I thought perhaps his promise would be washed away with the piss of the next morning’s hangover, but it was not. I had an invitation in Pittsburgh and one in Houston before we left the jungle.
It’s what I have done ever since. I keep a cubicle at the office in Charleston, and pay Outreach a modest rent, and I help out every now and then when they’re abysmally overloaded. But mainly I spend a couple of days almost every week in cities around the country, and the rest of the time I’m on the phone with clients, or in meetings when they come to me.

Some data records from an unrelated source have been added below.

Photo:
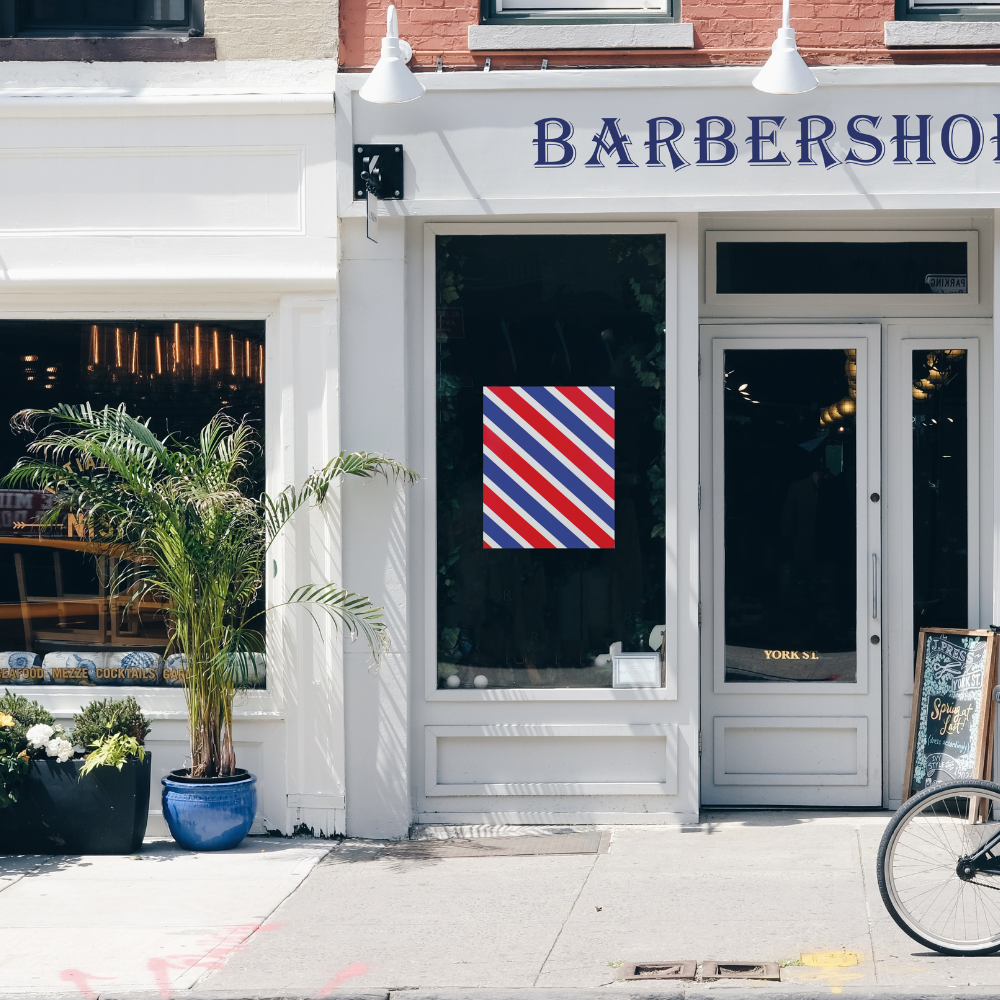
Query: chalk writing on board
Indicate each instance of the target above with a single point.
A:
(950, 711)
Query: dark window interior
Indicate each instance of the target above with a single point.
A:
(53, 583)
(804, 268)
(548, 311)
(940, 490)
(36, 16)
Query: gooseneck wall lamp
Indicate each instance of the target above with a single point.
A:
(785, 72)
(391, 81)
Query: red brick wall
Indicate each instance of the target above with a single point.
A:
(828, 32)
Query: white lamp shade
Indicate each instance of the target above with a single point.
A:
(785, 72)
(391, 81)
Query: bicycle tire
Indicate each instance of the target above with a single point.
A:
(926, 838)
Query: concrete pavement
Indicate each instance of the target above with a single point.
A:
(305, 918)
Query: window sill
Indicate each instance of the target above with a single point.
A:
(162, 48)
(941, 34)
(553, 694)
(497, 37)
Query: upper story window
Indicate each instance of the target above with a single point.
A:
(563, 11)
(100, 17)
(954, 10)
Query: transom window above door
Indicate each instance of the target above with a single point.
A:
(937, 270)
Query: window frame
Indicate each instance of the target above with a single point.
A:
(906, 11)
(425, 582)
(839, 304)
(193, 26)
(670, 14)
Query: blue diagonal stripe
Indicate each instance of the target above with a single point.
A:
(605, 393)
(505, 541)
(530, 505)
(555, 406)
(562, 473)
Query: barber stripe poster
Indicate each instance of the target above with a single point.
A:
(549, 467)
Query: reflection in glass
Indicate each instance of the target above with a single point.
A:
(790, 515)
(940, 490)
(517, 314)
(61, 594)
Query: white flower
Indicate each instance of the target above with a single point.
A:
(61, 749)
(39, 735)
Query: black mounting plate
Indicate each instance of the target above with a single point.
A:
(388, 167)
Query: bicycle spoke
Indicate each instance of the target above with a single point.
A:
(921, 871)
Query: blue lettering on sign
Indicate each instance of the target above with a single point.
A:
(902, 139)
(962, 139)
(613, 141)
(706, 141)
(567, 151)
(758, 138)
(808, 140)
(667, 141)
(947, 138)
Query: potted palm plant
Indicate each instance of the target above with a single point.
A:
(183, 520)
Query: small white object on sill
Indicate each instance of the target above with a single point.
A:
(636, 670)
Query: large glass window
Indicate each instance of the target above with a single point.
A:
(60, 617)
(791, 515)
(940, 489)
(550, 460)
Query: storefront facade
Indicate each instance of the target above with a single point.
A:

I miss working daily with Outreach, but as Henry had predicted, Marcy is a superb director, and with our enlarged staff and Camilla’s bridge pals’s largesse, the office rolls smoothly on largely without me.
Sometimes I hated that. I would think back to the early days, of scrabbling for funds and holding wet, squirming babies and chasing down empty-headed teenage mothers and trying to coax another summer out of my disreputable old car. I would remember the day I met Lewis, in the steaming rain in his parking lot, clutching a wriggling abandoned child, and my heart would squeeze with love and wistfulness for that wild-haired young woman and outrageous red younger man.